Have you ever noticed the reality gap between Hollywood's version of congressional hearings (tense, fast-paced, and always jam-packed) and the real thing? If so, you're not alone, and one former Capitol Hill staffer is trying to help.
The plot of "Iron Man 2," the comic book blockbuster that swept box offices last weekend, hinges on a scene in a fictional Senate hearing. And for once, it seems, Hollywood relied on an actual former Capitol Hill staffer.
In order to give the film an authentic Senate feel, directors called in political strategist Todd Bouldin, who worked closely with director Jon Favreau (not to be confused with White House speechwriter Jon Favreau), as well as actors Robert Downey, Jr., Gwyneth Paltrow (both shown here) and Don Cheadle to make sure the details of the hearing reflected the real personalities, language, and rhythm of the upper chamber as much as possible.
Bouldin knows what he's talking about: During nearly a decade in politics, he worked for Vice President Al Gore, Rep. Jim Cooper (D-Tenn.) and former Rep. Bob Clement (D-Tenn.) before moving to Los Angeles in 2003 to teach at Pepperdine University.
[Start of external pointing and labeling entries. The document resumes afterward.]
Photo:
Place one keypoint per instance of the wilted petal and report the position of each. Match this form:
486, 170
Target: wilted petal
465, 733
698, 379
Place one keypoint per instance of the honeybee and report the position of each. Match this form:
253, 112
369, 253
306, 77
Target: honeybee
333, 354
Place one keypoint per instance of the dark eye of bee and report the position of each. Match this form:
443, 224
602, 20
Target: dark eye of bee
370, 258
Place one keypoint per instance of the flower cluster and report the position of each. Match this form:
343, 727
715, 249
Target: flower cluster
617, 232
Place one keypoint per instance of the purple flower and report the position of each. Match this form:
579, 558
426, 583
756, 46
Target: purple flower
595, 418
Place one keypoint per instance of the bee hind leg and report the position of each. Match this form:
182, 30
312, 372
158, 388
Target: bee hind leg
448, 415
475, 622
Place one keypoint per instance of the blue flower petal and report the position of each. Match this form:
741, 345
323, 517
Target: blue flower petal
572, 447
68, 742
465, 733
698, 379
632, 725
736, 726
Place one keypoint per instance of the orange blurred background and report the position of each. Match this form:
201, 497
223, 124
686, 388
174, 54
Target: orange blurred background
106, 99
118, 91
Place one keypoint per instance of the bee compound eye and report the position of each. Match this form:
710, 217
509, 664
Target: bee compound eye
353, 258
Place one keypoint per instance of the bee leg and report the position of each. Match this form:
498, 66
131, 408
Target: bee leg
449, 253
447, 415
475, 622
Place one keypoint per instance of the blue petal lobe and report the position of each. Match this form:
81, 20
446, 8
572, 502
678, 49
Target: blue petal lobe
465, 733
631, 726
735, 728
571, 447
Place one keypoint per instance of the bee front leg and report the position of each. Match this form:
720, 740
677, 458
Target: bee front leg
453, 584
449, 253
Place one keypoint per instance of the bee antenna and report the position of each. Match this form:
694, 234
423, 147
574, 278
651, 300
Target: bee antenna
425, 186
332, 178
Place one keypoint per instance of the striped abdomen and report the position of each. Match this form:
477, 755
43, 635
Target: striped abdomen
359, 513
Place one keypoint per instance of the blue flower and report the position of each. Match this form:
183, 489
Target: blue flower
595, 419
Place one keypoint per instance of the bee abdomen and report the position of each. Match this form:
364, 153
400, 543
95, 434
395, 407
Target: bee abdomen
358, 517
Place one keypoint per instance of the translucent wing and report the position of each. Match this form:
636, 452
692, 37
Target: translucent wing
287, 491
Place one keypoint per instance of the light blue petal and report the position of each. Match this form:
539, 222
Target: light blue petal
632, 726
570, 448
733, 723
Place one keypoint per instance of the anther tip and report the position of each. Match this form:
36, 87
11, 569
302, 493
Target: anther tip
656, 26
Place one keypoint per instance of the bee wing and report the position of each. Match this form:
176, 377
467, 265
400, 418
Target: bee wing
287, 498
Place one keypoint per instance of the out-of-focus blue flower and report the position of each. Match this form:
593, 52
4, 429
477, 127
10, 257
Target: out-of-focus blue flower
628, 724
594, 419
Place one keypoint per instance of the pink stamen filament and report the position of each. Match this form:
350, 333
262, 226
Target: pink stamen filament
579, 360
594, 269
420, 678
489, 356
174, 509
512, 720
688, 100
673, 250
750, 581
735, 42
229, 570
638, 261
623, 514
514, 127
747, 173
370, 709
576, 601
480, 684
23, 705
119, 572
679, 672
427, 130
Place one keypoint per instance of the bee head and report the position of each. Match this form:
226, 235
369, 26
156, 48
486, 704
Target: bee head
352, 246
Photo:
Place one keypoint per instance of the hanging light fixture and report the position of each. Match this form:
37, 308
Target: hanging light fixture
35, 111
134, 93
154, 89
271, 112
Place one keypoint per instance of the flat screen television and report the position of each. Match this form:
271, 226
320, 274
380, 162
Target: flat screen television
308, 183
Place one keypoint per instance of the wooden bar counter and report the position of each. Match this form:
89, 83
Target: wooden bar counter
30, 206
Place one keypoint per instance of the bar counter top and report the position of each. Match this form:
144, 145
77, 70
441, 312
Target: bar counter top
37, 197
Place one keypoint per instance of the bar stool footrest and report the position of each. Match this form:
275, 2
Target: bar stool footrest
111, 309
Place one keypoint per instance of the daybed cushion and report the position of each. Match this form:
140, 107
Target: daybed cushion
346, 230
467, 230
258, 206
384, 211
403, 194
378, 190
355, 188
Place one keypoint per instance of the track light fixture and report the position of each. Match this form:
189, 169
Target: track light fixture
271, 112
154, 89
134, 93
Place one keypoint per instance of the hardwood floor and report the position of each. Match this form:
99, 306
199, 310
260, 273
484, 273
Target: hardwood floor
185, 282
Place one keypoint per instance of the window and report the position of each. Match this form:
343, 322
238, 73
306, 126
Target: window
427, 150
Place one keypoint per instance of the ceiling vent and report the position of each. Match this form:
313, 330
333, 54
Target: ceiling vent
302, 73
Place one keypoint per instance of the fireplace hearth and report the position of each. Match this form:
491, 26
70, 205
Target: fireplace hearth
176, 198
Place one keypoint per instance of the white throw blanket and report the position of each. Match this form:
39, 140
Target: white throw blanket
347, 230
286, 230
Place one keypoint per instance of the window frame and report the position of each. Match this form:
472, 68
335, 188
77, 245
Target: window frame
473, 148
Bouldin explained a few of the changes he made to "Iron Man 2" during an interview with ITK. For instance, he added lots more congressional staff, interns and pages around the senators.
He also corrected a term used repeatedly by Downey in early versions of the script, that something be "put into the minutes" of the hearing. Moviegoers will note that Downey says "put this into the record" on the big screen.
Bouldin even added cufflinks to the senators' wardrobes. 
Despite his best efforts, Bouldin admitted that there are still a few things in the scene that don't make sense. For example, actor Sam Rockwell stands up and walks around while giving testimony, courtroom-style. And Cheadle's character walks into the room moments before he testifies, a big no-no in real life.
Perhaps the most authentic character in the film is Bouldin himself, who was cast as an extra in the scene. Look for him as “Senate aide” on the right side of the room.